Relevansi Pidato ‘Kekuasaan Ada Batasnya’
Sebelumnya, orasi politik AHY saat peringatan HUT partai di Kantor DPP Partai Demokrat, Sabtu (5/9/2026), sempat menjadi perbincangan hangat. Dalam pidato tersebut, AHY menekankan pentingnya menjaga ruang demokrasi dan mengingat hakikat kekuasaan yang bersifat sementara.
AHY kala itu mengambil ikhtibar dari perjalanan 10 tahun kepemimpinan Presiden ke-6 RI Susilo Bambang Yudhoyono (SBY) yang dinilainya sukses mengawal masa transisi pemerintahan secara damai dan demokratis.

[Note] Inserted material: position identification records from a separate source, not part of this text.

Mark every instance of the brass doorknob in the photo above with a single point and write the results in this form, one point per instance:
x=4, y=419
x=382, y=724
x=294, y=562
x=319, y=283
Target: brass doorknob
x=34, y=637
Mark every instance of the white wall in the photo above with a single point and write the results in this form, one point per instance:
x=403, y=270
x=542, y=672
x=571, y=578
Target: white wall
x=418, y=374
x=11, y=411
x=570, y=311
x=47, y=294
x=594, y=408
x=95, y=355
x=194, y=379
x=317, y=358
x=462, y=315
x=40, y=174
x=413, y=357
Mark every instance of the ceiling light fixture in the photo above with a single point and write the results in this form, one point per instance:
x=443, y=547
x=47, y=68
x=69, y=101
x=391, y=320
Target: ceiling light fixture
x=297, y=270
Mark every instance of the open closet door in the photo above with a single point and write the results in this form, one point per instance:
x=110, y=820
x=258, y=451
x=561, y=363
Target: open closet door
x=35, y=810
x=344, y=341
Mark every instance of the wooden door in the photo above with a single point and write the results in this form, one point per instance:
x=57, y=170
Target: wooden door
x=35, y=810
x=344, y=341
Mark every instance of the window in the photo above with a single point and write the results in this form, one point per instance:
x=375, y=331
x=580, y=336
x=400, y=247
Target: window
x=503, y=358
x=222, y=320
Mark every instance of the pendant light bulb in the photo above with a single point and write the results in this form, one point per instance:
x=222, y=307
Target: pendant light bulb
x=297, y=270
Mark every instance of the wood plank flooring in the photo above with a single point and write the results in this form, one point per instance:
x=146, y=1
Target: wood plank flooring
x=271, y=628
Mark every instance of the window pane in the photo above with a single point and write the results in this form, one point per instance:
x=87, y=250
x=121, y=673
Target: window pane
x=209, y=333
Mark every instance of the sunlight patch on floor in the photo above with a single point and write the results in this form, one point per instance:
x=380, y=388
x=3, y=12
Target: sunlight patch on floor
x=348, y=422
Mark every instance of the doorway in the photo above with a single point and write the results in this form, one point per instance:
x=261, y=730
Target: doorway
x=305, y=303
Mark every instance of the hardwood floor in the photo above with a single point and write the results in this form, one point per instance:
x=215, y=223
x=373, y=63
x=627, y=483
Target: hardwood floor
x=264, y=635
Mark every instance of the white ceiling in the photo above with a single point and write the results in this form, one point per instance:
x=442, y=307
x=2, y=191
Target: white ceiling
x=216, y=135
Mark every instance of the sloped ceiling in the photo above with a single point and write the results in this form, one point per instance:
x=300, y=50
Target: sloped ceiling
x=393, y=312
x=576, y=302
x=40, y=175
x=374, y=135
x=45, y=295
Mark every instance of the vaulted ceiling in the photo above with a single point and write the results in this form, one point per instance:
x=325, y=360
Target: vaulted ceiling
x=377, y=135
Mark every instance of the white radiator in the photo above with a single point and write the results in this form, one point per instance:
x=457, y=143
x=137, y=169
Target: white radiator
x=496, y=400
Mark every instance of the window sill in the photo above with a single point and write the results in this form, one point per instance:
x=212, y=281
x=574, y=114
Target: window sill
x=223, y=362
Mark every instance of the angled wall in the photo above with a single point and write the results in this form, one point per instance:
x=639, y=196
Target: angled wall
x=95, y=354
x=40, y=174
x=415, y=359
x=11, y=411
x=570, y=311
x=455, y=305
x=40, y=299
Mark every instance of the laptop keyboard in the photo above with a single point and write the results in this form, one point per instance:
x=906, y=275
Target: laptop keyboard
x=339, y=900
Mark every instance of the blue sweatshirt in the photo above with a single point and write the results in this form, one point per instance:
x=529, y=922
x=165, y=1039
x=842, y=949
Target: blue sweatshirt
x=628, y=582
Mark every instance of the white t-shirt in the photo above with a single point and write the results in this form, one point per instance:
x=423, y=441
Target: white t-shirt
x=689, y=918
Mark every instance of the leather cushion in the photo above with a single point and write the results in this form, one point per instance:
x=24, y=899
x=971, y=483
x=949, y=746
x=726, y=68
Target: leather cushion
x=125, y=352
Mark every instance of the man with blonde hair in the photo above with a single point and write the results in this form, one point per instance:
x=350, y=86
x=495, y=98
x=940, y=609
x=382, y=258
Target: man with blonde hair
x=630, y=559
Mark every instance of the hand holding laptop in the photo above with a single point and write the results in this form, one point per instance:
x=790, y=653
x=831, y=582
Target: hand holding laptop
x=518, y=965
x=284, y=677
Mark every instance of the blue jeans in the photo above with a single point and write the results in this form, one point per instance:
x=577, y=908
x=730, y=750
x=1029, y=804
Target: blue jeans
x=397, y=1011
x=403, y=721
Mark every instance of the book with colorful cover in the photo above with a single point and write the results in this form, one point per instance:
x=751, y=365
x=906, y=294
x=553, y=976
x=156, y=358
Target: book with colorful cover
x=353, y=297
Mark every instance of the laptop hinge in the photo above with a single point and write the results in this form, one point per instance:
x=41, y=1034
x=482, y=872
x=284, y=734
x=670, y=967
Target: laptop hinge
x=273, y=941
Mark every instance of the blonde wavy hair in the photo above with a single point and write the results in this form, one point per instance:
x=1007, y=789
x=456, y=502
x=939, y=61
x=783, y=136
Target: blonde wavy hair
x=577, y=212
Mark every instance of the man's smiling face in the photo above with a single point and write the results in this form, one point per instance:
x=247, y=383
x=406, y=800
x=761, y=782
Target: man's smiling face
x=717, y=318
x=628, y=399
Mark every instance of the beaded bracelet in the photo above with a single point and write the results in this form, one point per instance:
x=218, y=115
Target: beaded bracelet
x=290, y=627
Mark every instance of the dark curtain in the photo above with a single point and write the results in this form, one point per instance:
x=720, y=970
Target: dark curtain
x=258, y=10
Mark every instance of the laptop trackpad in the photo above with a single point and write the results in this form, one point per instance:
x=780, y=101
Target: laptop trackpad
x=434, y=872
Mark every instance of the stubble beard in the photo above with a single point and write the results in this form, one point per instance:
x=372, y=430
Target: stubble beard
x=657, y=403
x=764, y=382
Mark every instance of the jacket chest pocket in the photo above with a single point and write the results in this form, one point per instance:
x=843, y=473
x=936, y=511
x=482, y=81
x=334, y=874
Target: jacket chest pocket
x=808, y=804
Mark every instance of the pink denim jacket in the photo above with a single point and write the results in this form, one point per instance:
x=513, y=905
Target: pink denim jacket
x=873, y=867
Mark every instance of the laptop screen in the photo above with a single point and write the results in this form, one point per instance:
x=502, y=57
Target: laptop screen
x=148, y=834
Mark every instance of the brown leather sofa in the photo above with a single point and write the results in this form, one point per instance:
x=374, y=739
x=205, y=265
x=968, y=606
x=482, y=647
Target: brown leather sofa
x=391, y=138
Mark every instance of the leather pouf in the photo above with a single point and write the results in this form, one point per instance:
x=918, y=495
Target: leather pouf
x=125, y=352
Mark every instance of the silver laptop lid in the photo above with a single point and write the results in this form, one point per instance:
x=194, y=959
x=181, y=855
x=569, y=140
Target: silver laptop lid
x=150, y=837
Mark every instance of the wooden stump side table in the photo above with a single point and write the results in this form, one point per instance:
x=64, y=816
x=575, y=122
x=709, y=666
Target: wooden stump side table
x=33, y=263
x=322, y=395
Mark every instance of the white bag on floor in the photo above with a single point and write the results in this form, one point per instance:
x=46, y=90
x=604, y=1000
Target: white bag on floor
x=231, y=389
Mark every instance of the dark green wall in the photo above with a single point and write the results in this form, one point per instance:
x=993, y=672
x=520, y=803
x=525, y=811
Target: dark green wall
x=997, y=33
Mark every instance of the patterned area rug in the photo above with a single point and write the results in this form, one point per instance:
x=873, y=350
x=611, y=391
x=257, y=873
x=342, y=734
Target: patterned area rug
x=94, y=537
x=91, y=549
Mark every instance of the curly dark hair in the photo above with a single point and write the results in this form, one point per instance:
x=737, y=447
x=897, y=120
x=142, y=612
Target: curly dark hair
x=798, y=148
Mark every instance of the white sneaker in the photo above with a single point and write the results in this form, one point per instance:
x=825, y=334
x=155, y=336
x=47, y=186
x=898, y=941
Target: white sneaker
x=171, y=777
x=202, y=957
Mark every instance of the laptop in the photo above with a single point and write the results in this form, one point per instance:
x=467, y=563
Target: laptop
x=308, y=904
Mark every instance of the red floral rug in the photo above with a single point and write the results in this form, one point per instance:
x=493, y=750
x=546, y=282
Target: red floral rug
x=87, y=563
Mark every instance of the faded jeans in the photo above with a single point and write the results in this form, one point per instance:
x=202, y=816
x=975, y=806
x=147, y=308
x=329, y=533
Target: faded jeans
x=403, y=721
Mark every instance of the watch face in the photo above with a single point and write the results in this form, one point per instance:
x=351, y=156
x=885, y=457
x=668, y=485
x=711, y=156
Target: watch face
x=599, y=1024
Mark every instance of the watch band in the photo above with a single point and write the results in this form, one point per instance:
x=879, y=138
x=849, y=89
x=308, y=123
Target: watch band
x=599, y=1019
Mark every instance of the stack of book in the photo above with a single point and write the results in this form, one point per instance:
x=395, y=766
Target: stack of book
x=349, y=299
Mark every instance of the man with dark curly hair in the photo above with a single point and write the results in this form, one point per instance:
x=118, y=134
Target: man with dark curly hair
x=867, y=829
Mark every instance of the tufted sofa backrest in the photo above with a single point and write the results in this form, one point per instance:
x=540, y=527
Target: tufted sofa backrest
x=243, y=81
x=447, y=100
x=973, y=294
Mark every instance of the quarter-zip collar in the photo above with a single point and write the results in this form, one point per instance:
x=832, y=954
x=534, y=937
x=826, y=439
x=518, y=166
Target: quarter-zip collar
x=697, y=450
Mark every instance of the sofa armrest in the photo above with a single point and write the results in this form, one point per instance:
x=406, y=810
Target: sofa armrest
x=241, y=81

“Partai Demokrat pernah memimpin pemerintahan dan pernah berada di luar. Kita pernah menang dan pernah kalah, dan pengalaman itu mengajarkan bahwa demokrasi harus kita jaga dalam keadaan apa pun. Kekuasaan itu bukan milik seseorang untuk selamanya, melainkan amanah rakyat yang memiliki batas waktu,” ungkap AHY pada Sabtu lalu.
Tanggapan terbuka Presiden Prabowo di Indonesia Arena pun menjadi penegas bahwa narasi AHY dipahami secara positif sebagai komitmen bersama dalam merawat nilai-nilai demokrasi di dalam koalisi pemerintahan.